“We must! We must! We must develop our bust! The bigger, the better! The tighter the sweater! The boys depends on us!”
Screwballs, 1983 (Linda Shayne), Millennium
If I’m not mistaken, the original plan of my Vintage Cable Box series was to start with the quintessential teen sex comedy, Porky’s. Wes Craven’s passing the day before I started this enormous collection of essays forced me to put out Swamp Thing in tribute to a filmmaker I deeply respected. Screwballs heralds from this vast apocalyptic teenage wasteland of sex comedies, but with comparatively less respect and made with a lot less “sophistication.” If there is one item of ’80s movies I’ve always found curious, it was the retro-’50s look, feel, and sound, and Screwballs, which seems to be a period comedy of that time, has plenty of that attitude (perhaps because the filmmakers grew up in that time).
We’re privy to several “case files” of teenagers (dirty little boys) who got caught in comprising situations and are then forced into detention. One kid (“kid” is stretching it because they all look like they’re in their late twenties) tries to play doctor with a bunch of girls in the infirmary. Another kid is caught masturbating in the toilet. Another kid likes to look up the cheerleaders’ skirts. It’s not like we get a quasi-Breakfast Club set-up. They’re a bunch of wankers and they seriously belong in detention, but the name of their high school is called Taft & Adams (or T & A for short, heh) so you can’t be too hard on them.
Taft & Adams is an institute of torture for young men. The girls are gorgeous. They have big breasts, long legs, and short skirts. They all speak in increasingly suggestive tones and double, triple, and quadruple entendre (if there are such things). The four boys placed in detention (for fi-fi-fi-five days, according to a stuttering secretary) all share one common character trait: they want to get laid, and their object of desire is allegedly the most beautiful girl in the school, Purity Bush. Is that her Christian name?
Screwballs is a series of embarrassing sexual episodes (with only the narrative thread of Purity Bush connecting anything together) ranging from the creepy upskirt surveys to girls thrusting asses in our faces to throbbing male erections under desks. It is similar to Porky’s but with less care or consideration for their characters.

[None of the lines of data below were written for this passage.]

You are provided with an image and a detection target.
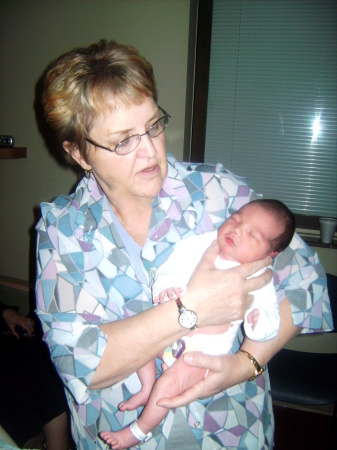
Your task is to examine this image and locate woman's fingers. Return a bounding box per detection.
[240,255,271,276]
[237,255,271,278]
[183,351,223,372]
[239,257,272,293]
[157,379,207,408]
[157,352,228,408]
[198,240,220,266]
[186,247,272,326]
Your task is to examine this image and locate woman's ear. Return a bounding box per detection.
[270,251,279,258]
[63,141,92,171]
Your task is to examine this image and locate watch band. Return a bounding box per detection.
[239,349,265,381]
[175,296,184,311]
[174,297,197,330]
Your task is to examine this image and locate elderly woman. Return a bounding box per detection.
[35,40,332,450]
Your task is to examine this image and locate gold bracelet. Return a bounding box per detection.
[239,349,265,381]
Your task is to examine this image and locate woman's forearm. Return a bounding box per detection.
[89,299,186,389]
[89,250,272,390]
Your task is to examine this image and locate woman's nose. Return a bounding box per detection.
[137,134,157,157]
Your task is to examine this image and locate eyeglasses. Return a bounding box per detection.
[85,106,171,156]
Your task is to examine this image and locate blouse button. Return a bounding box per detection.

There is an interesting juxtaposition between a fight breaking out at a drive-in and the Pam Grier movie the kids are watching: The Arena, which depects a gladiator revolt. The movie is surprisingly tame. I don’t even think we see our first bare breasts until 40 minutes in – what a rip-off! Anyway, if I understand the story correctly, the whole mad affair revolves around a strip bowling tournament. Really? Bowling and teen sex?
After the “competition” (which results in another embarrassing sexual misadventure involving a bowling ball and a penis – you figure it out), we finish up what passes for a teen sex comedy with a trip to the local titty bar (uh-huh!) and a slow-motion shot of Purity Bush diving into a hot sausage with a knife and fork. We do finally get to see her boobs, but they’re not that great. Yep. That’s pretty much it. Now you don’t have to see the movie. You’re welcome!
Wow! According to calculations, this is my 100th official entry for Vintage Cable Box. It’s been a long, strange, crazy trip hasn’t it? Again, you’re welcome!
Sourced from the original 1984 Warner Bros “clamshell” VHS release. The movie continued to receive different format releases, and is available in Beta, DVD, and Blu Ray formats. As far as I can determine, it only received a laserdisc release in Hong Kong. The poorly-worded, bizarrely-constructed accompanying essay only perfunctorily addresses the narrative, and takes up a paragraph praising Roger Corman (through his later connection with writer Jim Wynorski). As far as I can tell, Corman had nothing to do with the making of Screwballs. The writer of the essay calls the four male leads the “Screwballs” – “Even in their quieter moments like during study hall or while relaxing, you’ll have to see to believe how the Screwballs manage to bring a new and incredible meaning to the expression “Gross me out!”
Our first cable box was a non-descript metal contraption with a rotary dial and unlimited potential (with no brand name – weird). We flipped it on, and the first thing we noticed was that the reception was crystal-clear; no ghosting, no snow, no fuzzy images. We had the premium package: HBO, Cinemax, The Movie Channel, MTV, Nickelodeon, CNN, The Disney Channel, and the local network affiliates. About $25-$30 a month. Each week (and sometimes twice a week!), “Vintage Cable Box” explores the wonderful world of premium Cable TV of the early eighties.